We now support the evaluation of large language models using [Lightllm](https://github.com/ModelTC/lightllm) for inference. Developed by SenseTime, LightLLM is a Python-based LLM (Large Language Model) inference and serving framework, notable for its lightweight design, easy scalability, and high-speed performance. Lightllm provides support for various large Language models, allowing users to perform model inference through Lightllm, locally deploying it as a service.
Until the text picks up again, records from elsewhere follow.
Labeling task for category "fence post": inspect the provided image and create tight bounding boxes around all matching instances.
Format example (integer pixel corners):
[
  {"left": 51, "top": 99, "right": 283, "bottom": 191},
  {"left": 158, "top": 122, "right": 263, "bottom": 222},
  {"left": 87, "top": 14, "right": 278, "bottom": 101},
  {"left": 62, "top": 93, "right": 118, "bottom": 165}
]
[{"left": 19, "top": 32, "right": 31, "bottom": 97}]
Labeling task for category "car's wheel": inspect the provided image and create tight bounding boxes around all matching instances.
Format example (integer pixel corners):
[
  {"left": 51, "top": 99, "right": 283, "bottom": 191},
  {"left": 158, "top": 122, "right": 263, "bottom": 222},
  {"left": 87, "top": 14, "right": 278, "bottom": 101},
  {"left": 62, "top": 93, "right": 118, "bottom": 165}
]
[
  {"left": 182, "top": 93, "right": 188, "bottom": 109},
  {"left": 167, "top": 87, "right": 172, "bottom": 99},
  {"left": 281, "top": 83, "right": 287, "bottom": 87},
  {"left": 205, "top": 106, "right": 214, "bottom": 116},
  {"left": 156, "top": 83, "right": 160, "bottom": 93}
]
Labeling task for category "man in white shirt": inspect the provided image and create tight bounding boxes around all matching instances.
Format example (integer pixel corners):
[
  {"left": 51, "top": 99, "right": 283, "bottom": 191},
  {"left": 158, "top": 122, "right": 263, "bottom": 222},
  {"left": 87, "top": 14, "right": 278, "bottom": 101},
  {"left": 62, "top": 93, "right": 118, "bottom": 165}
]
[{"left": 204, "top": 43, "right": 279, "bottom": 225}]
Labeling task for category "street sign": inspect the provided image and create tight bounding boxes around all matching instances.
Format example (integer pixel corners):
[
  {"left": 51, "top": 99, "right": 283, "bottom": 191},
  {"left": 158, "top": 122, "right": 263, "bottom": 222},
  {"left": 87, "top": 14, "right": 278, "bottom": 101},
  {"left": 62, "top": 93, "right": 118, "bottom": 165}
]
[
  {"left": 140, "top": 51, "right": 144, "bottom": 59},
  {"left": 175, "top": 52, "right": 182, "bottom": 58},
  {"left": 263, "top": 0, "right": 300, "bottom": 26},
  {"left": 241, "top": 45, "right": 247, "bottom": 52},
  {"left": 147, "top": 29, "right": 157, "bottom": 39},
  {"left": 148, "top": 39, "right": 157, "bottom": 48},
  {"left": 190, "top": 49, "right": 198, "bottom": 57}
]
During the evaluation process, OpenCompass feeds data to Lightllm through an API and processes the response. OpenCompass has been adapted for compatibility with Lightllm, and this tutorial will guide you on using OpenCompass to evaluate models with Lightllm as the inference backend.

## Setup

### Install OpenCompass

Please follow the [instructions](https://opencompass.readthedocs.io/en/latest/get_started/installation.html) to install the OpenCompass and prepare the evaluation datasets.

### Install Lightllm

Please follow the [Lightllm homepage](https://github.com/ModelTC/lightllm) to install the Lightllm. Pay attention to aligning the versions of relevant dependencies, especially the version of the Transformers.

## Evaluation

We use the evaluation of Humaneval with the llama2-7B model as an example.

### Step-1: Deploy the model locally as a service using Lightllm.

```shell
python -m lightllm.server.api_server --model_dir /path/llama2-7B    \
                                     --host 0.0.0.0                 \
                                     --port 1030                    \
                                     --nccl_port 2066               \
                                     --max_req_input_len 4096       \
                                     --max_req_total_len 6144       \
                                     --tp 1                         \
                                     --trust_remote_code            \
                                     --max_total_token_num 120000
```

\*\*Note: \*\* tp can be configured to enable TensorParallel inference on several gpus, suitable for the inference of very large models.

\*\*Note: \*\* The max_total_token_num in the above command will affect the throughput performance during testing. It can be configured according to the documentation on the [Lightllm homepage](https://github.com/ModelTC/lightllm). As long as it does not run out of memory, it is often better to set it as high as possible.

\*\*Note: \*\* If you want to start multiple LightLLM services on the same machine, you need to reconfigure the above port and nccl_port.

You can use the following Python script to quickly test whether the current service has been successfully started.

```python
import time
import requests
import json

url = 'http://localhost:8080/generate'
headers = {'Content-Type': 'application/json'}
data = {
    'inputs': 'What is AI?',
    "parameters": {
        'do_sample': False,
        'ignore_eos': False,
        'max_new_tokens': 1024,
    }
}
response = requests.post(url, headers=headers, data=json.dumps(data))
if response.status_code == 200:
    print(response.json())
else:
    print('Error:', response.status_code, response.text)
```

### Step-2: Evaluate the above model using OpenCompass.

```shell
python run.py examples/eval_lightllm.py
```

You are expected to get the evaluation results after the inference and evaluation.

\*\*Note: \*\*In `eval_lightllm.py`, please align the configured URL with the service address from the previous step.